Run terminus cli version to confirm you are running the latest version before opening a new issue.

Setting Up

  1. Clone this Git repository on your local machine.
  2. Install Composer if you don't already have it.
  3. Run composer install to fetch all the dependencies.
  4. Run ./bin/terminus help to test that everything was installed properly.

Submitting Patches

Whether you want to fix a bug or implement a new feature, the process is pretty much the same:

  1. Search existing issues; if you can't find anything related to what you want to work on, open a new issue so that you can get some initial feedback.
  2. Fork the repository.
  3. Push the code changes from your local clone to your fork.
  4. Open a pull request.

It doesn't matter if the code isn't perfect. The idea is to get it reviewed early and iterate on it.

If you're adding a new feature, please add one or more functional tests for it in the tests/features/ directory. See below.

Lastly, please follow the WordPress Coding Standards.

Running and Writing Tests

There are two types of automated tests:

  • unit tests, implemented using PHPUnit
  • functional tests, implemented using Behat

Both the unit and functional tests can be run together via:

./scripts/test.sh

Unit Tests

The unit test files are in the tests/unit-tests directory.

To run the unit tests, simply execute:

vendor/bin/phpunit

Functional Tests

The functional test files are in the test/features directory. To run the entire test suite:

vendor/bin/behat -c=tests/config/behat.yml

Or to test a single feature:

vendor/bin/behat -c=tests/config/behat.yml tests/features/core.feature

More information can be found by running vendor/bin/behat --help.

Versioning

Versions

In keeping with the standards of semantic versioning, backward-incompatible fixes are targeted to "major" versions. "Minor" versions are reserved for significant feature/bug releases needed between major versions. "Patch" releases are reserved only for critical security issues and other bugs critical to stabilizing the release.

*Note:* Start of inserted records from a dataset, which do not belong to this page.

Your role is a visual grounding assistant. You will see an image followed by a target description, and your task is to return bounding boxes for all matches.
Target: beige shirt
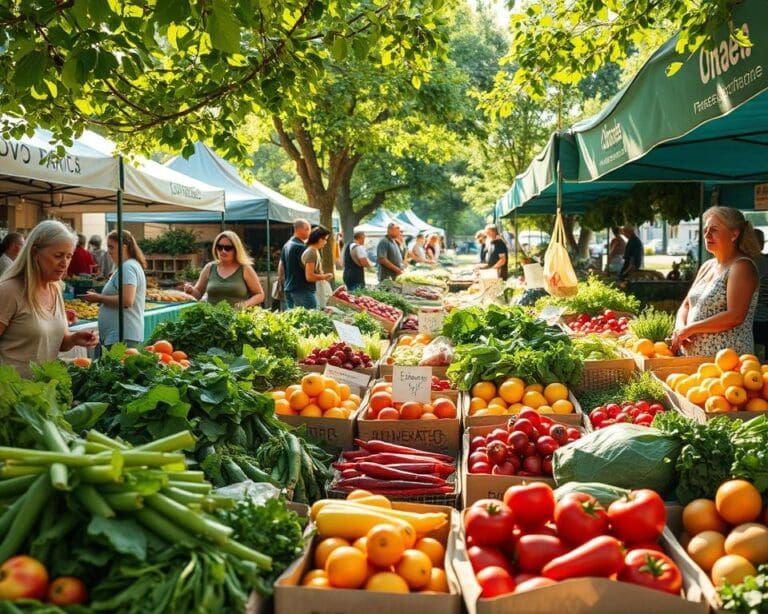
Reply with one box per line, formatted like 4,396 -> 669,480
0,277 -> 68,377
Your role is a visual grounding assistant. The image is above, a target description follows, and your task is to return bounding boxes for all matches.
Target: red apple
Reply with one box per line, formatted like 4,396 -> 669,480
0,556 -> 49,601
48,576 -> 89,606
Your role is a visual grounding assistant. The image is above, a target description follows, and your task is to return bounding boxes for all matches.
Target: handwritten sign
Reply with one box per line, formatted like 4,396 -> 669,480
392,366 -> 432,403
418,308 -> 444,335
333,320 -> 365,347
323,364 -> 370,391
539,305 -> 566,325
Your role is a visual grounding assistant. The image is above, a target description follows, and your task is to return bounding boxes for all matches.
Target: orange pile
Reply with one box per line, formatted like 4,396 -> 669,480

After a new major version is released, previous major versions are actively supported for one year.

What qualifies as a backward-incompatible change?

Our initial commitment will be to command compatibility and parameter compatibility. However, since on the command line STDOUT and STDERR are essentially APIs we will make a best effort to keep machine-readable output compatibility, meaning if your code interfaces with Terminus via --format=json or --format=bash formatting, we will try our best to ensure these are stable and compatible between minor release. However, changes to the STDOUT, like success and fail messages, should not be assumed to be compatible.

Release Stability

If you are using Terminus in a production environment, you should be deploying the executable for the latest release.

Ongoing development on the next planned release will be on the master branch and should not be considered stable, as changes will be taking place on a daily basis.

Feedback

Writing for Terminus should be fun. If you find any of this hard to figure out, let us know so we can improve our process or documentation!